Латышский детектив в кавычках и без них

Михайлов Владимир

Послесловие к сборнику «Латышский детектив» (1985 год).

Давая книге название «Латышский детектив», составители и издатели шли на определенный риск. Название звучит шире, чем само содержание книги. И невольно заставляет думать не только о представленных в сборнике произведениях и их авторах, но и о современной латышской детективной литературе вообще. Заставляет предполагать, что латышский детектив в чем-то не такой, как литовский, или московский, или новосибирский, — раз уж его происхождение так подчеркивается; иными словами, помимо тех качеств, которые присущи детективу вообще — остроты сюжета, динамичного развития событий и т. д., читатель вправе ожидать еще чего-то, а именно — какой-то дополнительной информации о Латвии и ее жителях, каких-то добавочных характеристик не только работы, предположим, латвийской милиции, но и жизни республики вообще. Такой информации читатель ждет от любого произведения данной литературы, и такое требование лишь подчеркивает простую истину: что детектив, при всех его жанровых особенностях и своеобразии, должен обладать всеми теми литературными качествами, что и, допустим, лирическая, философская, военная и какая угодно другая проза.

В этой связи можно поставить вопрос следующим образом: может ли детектив служить средством национальной характеристики, как служит им литература в целом и — еще шире — вся культура данного народа? И, следовательно, что же отличает или должно отличать латышский детектив от других произведений того же жанра в многонациональной советской литературе? Существуют ли вообще такие черты отличия, или его своеобразие все же ограничивается местом написания, языком, на котором эти произведения написаны, географическими названиями и именами персонажей?
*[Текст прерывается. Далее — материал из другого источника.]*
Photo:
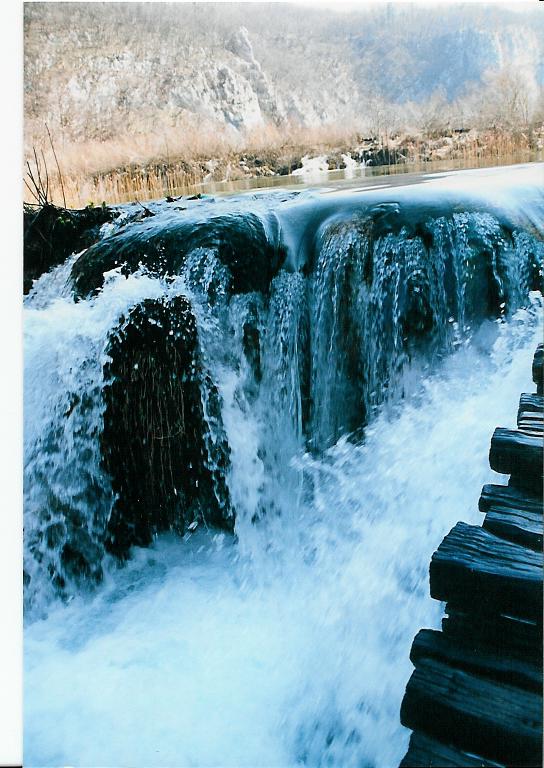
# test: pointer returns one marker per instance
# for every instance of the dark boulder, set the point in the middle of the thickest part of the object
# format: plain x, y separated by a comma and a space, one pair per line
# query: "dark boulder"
166, 469
52, 233
162, 247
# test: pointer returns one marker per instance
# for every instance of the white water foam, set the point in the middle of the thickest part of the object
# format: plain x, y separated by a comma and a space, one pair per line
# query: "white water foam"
289, 647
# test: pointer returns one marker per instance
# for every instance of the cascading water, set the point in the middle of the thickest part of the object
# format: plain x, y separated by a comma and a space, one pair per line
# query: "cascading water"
353, 354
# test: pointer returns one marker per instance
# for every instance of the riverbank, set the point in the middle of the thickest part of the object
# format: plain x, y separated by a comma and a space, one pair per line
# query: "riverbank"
150, 167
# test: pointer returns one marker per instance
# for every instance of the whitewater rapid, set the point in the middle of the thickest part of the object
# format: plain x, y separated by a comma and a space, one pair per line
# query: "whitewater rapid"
288, 643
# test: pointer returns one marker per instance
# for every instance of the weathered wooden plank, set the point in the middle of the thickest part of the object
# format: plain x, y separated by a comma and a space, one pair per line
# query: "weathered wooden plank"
523, 528
500, 633
531, 402
495, 720
508, 496
426, 752
473, 565
528, 484
538, 369
430, 644
514, 453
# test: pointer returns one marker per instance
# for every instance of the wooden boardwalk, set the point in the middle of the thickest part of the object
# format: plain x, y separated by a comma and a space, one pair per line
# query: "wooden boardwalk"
475, 697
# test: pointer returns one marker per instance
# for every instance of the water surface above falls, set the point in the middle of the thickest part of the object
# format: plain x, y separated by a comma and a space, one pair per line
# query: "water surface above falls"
243, 442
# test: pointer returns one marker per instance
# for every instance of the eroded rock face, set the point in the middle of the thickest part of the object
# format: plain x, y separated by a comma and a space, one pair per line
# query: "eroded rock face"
238, 240
160, 407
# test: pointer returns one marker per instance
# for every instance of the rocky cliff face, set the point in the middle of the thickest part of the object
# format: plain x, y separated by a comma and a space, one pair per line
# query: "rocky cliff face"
95, 70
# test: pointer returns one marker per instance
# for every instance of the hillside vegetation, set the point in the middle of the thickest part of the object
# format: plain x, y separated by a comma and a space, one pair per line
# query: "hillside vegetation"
204, 85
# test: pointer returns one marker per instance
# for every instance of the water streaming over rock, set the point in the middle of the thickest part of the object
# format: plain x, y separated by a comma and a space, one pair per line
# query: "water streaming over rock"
322, 371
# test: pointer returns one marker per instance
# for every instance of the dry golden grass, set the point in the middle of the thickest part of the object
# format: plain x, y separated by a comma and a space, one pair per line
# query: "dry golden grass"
177, 160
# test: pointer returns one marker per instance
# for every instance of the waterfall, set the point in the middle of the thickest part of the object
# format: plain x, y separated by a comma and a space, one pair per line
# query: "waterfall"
247, 426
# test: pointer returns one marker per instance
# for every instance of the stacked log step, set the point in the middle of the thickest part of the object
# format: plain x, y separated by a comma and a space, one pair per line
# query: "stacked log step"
475, 697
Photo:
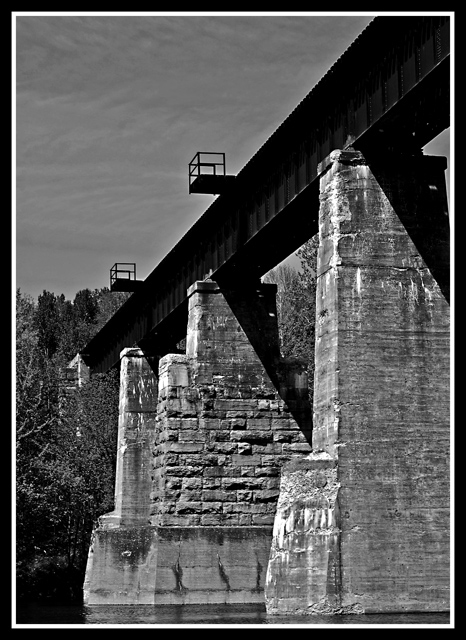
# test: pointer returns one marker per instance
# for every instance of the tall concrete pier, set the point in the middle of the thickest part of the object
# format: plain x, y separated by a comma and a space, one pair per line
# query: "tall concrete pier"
222, 496
202, 437
362, 525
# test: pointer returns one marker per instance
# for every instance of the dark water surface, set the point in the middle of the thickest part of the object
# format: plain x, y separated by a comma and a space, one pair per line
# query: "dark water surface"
203, 615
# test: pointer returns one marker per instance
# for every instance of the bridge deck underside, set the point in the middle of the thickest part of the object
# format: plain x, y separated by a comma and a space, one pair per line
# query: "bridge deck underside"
389, 93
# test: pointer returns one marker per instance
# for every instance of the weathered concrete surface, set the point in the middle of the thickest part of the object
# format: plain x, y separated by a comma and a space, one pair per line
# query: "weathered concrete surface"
136, 425
178, 565
304, 570
197, 478
381, 400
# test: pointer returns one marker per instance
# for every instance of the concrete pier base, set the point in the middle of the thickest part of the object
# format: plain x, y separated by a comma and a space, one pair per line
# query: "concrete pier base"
178, 565
199, 464
381, 402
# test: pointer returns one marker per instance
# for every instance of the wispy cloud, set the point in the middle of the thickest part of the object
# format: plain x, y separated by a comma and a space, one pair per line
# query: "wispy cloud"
111, 109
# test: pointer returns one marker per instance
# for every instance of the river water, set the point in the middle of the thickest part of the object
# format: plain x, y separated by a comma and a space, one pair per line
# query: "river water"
34, 615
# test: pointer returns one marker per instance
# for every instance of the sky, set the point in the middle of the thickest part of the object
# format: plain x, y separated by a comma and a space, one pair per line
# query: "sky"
110, 109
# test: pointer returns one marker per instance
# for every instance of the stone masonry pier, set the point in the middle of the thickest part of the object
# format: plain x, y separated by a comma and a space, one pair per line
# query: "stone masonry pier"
202, 438
220, 497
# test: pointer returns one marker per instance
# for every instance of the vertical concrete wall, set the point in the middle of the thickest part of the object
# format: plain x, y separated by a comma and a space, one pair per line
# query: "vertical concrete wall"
194, 509
136, 432
381, 400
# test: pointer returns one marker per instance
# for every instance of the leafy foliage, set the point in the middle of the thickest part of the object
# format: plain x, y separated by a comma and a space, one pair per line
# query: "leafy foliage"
65, 445
296, 297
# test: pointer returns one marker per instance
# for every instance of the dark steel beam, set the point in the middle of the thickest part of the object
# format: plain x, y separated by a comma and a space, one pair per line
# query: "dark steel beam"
388, 92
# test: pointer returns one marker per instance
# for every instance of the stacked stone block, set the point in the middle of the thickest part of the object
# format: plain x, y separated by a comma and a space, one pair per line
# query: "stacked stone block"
223, 431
В определенной степени об этом можно судить уже по трем произведениям, составляющим настоящий сборник.

Мне кажется, уже сама постановка вопроса свидетельствует об одном: латышский детектив вырос, сформировался настолько, что о нем можно говорить, как о серьезном явлении в контексте латышской советской литературы вообще. Для сравнения скажу, что этого нельзя было бы сказать, допустим, о национальной, латышскоязычной, фантастике (которой пока просто не существует, как явления) и вряд ли можно — о таких не новых в Латвии жанрах, как юмор и сатира или исторический роман, которые, несмотря на продолжительность своего существования, еще не образуют, мне кажется, определенной литературной системы.
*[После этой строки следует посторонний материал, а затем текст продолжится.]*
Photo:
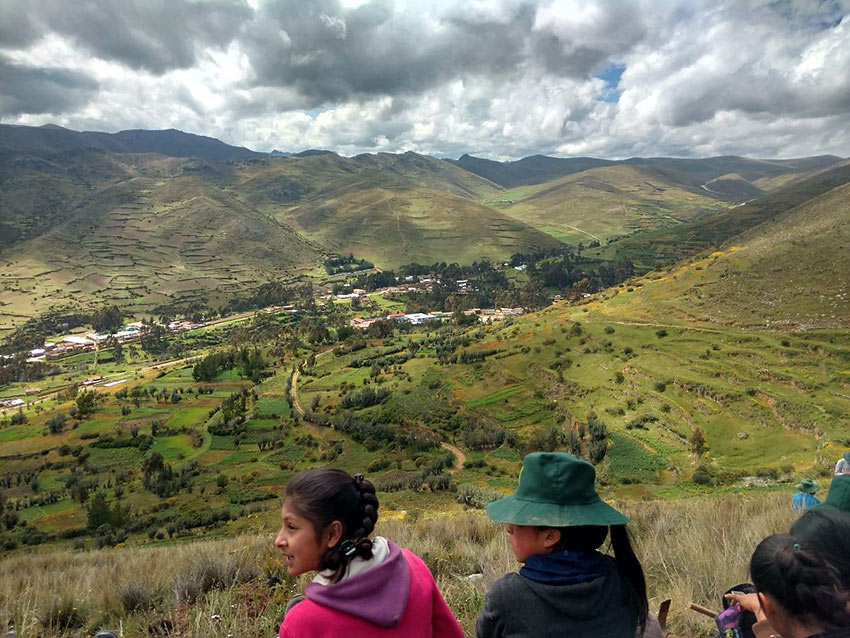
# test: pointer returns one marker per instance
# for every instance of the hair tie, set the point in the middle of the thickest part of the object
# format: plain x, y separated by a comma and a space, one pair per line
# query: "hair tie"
347, 548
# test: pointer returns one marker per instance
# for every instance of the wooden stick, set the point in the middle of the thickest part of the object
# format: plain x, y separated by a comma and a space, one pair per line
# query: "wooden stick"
703, 610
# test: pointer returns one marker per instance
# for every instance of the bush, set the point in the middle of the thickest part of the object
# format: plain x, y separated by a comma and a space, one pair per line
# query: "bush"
136, 597
475, 497
62, 614
702, 476
212, 570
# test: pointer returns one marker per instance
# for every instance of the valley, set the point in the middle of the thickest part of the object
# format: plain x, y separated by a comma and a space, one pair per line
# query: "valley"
411, 319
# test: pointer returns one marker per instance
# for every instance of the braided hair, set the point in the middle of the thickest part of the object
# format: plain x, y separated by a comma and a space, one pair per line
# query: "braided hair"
805, 581
324, 496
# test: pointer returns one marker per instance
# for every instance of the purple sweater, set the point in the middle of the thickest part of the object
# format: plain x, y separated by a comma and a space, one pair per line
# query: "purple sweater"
396, 598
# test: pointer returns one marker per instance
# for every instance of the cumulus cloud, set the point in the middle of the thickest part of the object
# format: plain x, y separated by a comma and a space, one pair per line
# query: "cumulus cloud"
37, 90
155, 35
498, 78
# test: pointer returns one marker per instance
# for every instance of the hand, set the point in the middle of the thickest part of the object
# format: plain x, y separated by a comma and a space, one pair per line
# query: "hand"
748, 602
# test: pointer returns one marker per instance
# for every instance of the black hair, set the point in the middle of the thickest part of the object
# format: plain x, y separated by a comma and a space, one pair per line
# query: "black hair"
324, 496
828, 530
591, 537
803, 579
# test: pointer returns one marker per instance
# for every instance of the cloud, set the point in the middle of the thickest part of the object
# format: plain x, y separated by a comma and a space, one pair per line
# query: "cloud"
499, 78
36, 90
154, 35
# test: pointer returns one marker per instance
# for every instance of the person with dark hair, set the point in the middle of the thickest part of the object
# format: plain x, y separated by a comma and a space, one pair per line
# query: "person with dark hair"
365, 587
803, 579
839, 493
843, 465
805, 496
556, 524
Что же касается возраста латышского детектива, то он относительно невелик. Истоки его надо искать, пожалуй, в начавшемся вскоре после войны совместном творчестве поэта Анатоля Имерманиса и публициста Гунара Цирулиса, в их остросюжетных произведениях. В то время и русская советская литература числила в своем приключенческом активе, пожалуй, только некоторые произведения Ник. Шпанова и «Приключения майора Пронина» Л. Овалова, так что вряд ли я ошибусь, сказав, что латышская советская литература, тогда еще совсем молодая, в лице Имерманиса и Цирулиса выступила в качестве одной из основоположниц приключенческого жанра в нашей стране. Более четкий переход к детективу наметился после того, как соавторы начали работать врозь: А. Имерманис — в области политического приключенческого и фантастического романа, Г. Цирулис же шел к детективу в значительной мере через публицистику, через очерк, через рассказ. Хотя являющаяся уже в полном смысле слова детективным произведением киноповесть «24–25 не возвращается» (опубликованная в журнале «Искатель», № 4 за 1963 год) была написана в соавторстве, она не стала началом нового этапа в развитии латышского детектива, но скорее означала конец предыдущего, если можно так назвать его — общеприключенческого.